Creating custom voice fonts
Text-to-Speech (TTS) voice customization enables you to create a recognizable, one-of-a-kind voice for your brand: a voice font.
To create your voice font, you make a studio recording and upload the associated scripts as the training data. The service then creates a unique voice model tuned to your recording. You can use this voice font to synthesize speech.
You can get started with a small amount of data for a proof of concept. But the more data you provide, the more natural and professional your voice sounds.
You need an Azure account and a subscription to the Speech service. Create one if you haven't already. Connect your subscription to the Custom Voice portal as shown here.
Sign in to the Custom Voice portal using the same Microsoft account that you used to apply for access.
Under your account name on the top right, go to Subscriptions.
On the Subscriptions page, choose Connect existing subscription. Note that Speech Services supports different regions. Check the region where your subscription key was created, and make sure that you connect your key to the correct sub-portal.
Paste your subscription key into the table, as shown in the following example. Each subscription has two keys, and you can use either of them.
You're ready to go!
Prepare recordings and transcripts
A voice training dataset consists of a set of audio files, along with a text file that contains the transcripts of the audio files.
You can prepare these files in two ways. Either write a script and have it read by voice talent or use publicly available audio and transcribe it to text. If you do the latter, edit disfluencies from the audio files, such as "um" and other filler sounds, stutters, mumbled words, or mispronunciations.
To produce a good voice font, make the recordings in a quiet room with a high-quality microphone. Consistent volume, speaking rate, speaking pitch, and expressive mannerisms of speech are essential for building a great digital voice.
To create a voice for production use, we recommend you use a professional recording studio and voice talent. For more information, see How to record voice samples for a custom voice.
Each audio file should contain a single utterance (for example, a single sentence or a single turn of a dialog system). All files must be in the same language. (Multilanguage custom voices are not supported.) The audio files must also each have a unique numeric filename with the filename extension
Audio files should be prepared as follows. Other formats are unsupported and will be rejected.
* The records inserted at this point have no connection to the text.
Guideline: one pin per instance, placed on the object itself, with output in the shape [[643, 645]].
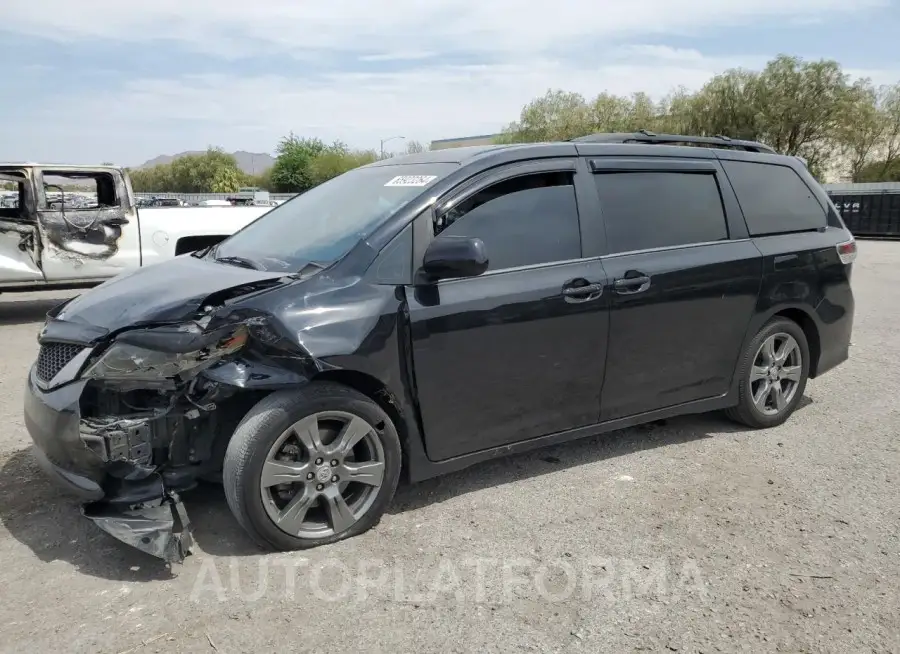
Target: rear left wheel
[[311, 467], [773, 373]]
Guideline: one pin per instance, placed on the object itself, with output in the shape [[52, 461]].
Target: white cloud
[[518, 41], [151, 116], [503, 26]]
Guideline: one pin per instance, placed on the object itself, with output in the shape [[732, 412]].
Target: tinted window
[[774, 198], [653, 210], [523, 221]]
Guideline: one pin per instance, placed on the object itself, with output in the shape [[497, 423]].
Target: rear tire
[[311, 466], [776, 358]]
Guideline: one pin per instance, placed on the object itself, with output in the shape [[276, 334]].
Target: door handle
[[632, 285], [583, 293]]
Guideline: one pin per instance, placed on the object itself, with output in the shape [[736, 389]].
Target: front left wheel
[[311, 467]]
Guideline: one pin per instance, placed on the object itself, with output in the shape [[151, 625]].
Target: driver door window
[[523, 221]]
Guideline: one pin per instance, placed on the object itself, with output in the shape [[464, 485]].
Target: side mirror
[[455, 256]]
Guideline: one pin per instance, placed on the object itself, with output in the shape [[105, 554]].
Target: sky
[[124, 81]]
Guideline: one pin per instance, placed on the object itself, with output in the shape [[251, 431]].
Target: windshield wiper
[[312, 267], [244, 262]]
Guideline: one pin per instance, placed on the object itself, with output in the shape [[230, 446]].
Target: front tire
[[312, 466], [773, 371]]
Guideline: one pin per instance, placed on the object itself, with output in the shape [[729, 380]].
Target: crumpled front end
[[128, 421], [159, 528]]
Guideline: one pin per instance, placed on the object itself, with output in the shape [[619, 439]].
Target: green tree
[[557, 115], [214, 171], [292, 172], [414, 147], [338, 159]]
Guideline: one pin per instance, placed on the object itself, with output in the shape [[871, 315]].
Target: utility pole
[[391, 138]]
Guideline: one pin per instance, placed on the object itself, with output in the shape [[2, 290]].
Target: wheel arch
[[805, 319], [379, 393], [807, 323]]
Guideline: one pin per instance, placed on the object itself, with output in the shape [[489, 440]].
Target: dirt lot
[[692, 536]]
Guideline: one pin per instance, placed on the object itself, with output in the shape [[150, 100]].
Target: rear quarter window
[[774, 198]]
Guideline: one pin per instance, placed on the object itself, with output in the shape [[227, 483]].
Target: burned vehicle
[[75, 226], [428, 312]]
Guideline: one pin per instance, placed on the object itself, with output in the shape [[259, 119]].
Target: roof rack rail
[[645, 136]]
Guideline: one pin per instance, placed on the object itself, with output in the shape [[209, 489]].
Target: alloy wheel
[[776, 373], [322, 474]]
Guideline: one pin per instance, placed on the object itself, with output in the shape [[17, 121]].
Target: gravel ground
[[694, 536]]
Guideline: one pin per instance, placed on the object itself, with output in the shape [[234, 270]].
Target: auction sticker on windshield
[[411, 180]]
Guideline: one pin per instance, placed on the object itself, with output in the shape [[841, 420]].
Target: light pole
[[383, 141]]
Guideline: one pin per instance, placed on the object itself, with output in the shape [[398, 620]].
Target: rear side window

|File format||RIFF (.wav)|
|Sampling rate||at least 16,000 Hz|
|Sample format||PCM, 16-bit|
|File name||Numeric, with
|Maximum archive size||200 MB|
.wav files with a sampling rate lower than 16,000 Hertz will be rejected. If a .zip file contains waves with different sampling rates, only those equal to or higher than 16,000 Hz will be imported. The portal currently imports .zip archives up to 200 MB. However, multiple archives can be uploaded. The maximum number of datasets allowed is 10 .zip files for free subscription users and 50 for standard subscription users.
The transcription file is a plain text file (ANSI, UTF-8, UTF-8-BOM, UTF-16-LE, or UTF-16-BE). Each line of the transcription file must have the name of an audio file, followed by a tab (code point 9) character, and finally its transcript. No blank lines are allowed.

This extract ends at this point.